Come noto, le parti che intendono chiedere l'esame di testimoni, periti o consulenti tecnici devono, a pena di inammissibilità, depositare in cancelleria, almeno sette giorni prima della data fissata per il dibattimento, la lista recante l'indicazione delle circostanze su cui deve vertere l'esame dei testi. Tale adempimento assolve alla funzione di far conoscere, prima del dibattimento, le prove che l'interessato vorrà far acquisire e di consentire, così, alle parti di preparare la propria linea difensiva e chiedere, eventualmente, la prova contraria. In relazione alle circostanze indicate nelle liste, infatti, ciascuna parte può chiedere la citazione a prova contraria di testimoni, periti e consulenti tecnici non compresi nella propria lista, ovvero presentarli al dibattimento art. 468, comma 4, c.p.p. Invero,il termine perentorio per il deposito delle liste testimoniali è stabilito dall'art. 468 c.p.p., a pena di inammissibilità, soltanto per la prova diretta e non anche per quella contraria.

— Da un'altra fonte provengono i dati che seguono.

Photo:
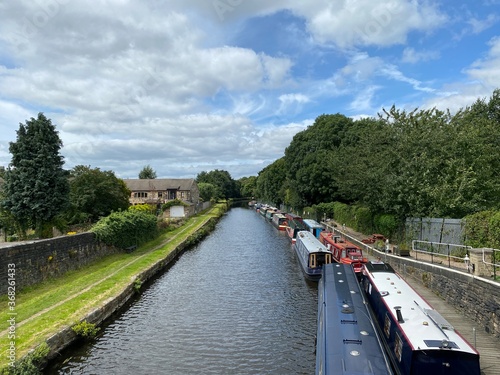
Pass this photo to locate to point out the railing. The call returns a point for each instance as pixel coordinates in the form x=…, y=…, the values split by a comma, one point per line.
x=443, y=251
x=495, y=258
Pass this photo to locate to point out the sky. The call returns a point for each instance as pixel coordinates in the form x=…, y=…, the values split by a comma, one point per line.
x=187, y=86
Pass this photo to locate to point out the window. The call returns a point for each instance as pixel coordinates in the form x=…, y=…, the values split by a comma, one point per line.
x=312, y=261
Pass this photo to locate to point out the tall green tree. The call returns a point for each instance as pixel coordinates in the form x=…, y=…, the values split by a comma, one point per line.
x=271, y=186
x=147, y=173
x=36, y=186
x=223, y=180
x=95, y=193
x=248, y=186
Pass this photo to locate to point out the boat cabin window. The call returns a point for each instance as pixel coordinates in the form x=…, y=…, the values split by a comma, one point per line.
x=312, y=260
x=318, y=259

Ebbene in tema di prova contraria l'indirizzo giurisprudenziale che sembra essere più aderente ai principi generali che regolano il diritto dell'imputato alla controprova, tenuto conto, in primo luogo, del disposto dell'art. 495, comma 2, c.p.p., sancisce il diritto dell'imputato di ottenere l'ammissione delle prove indicate a discarico sui fatti costituenti oggetto delle prove a carico (lo stesso diritto spetta al pubblico ministero, in ordine alle prove a carico dell'imputato sui fatti costituenti oggetto delle prove a discarico). Tale orientamento è perfettamente aderente ai principi costituzionali in materia di prova quali l'art. 111, comma 3, Cost. ed altresì con la giurisprudenza elaborata dalla Corte europea dei diritti dell'uomo art. 6, paragrafo 3, lett. d), Cedu. Risulterebbe dunque irragionevole non ammettere prove contrarie rispetto a quelle indicate dal pubblico ministero, quando tali prove contrarie comporterebbero o potrebbero comportare un ribaltamento della vicenda processuale. L'imputato ha difatti diritto ad un processo penale improntato sulla parità delle armi (fair trail) il che significa che tanto all'accusa quanto alla difesa deve essere data l'opportunità di interloquire sulle prove addotte dall'altra parte.

Guida all'approfondimento

Cass. pen., Sez. VI, 22 gennaio 2010, n. 17222, Martelli;

Cass. pen., Sez. III, 3 marzo 2010, n. 15368, Arseni;

Cass. pen., Sez. V, 12 novembre 2013, n. 2815, Cambi;

RAFARACI, La prova contraria, Torino 2004.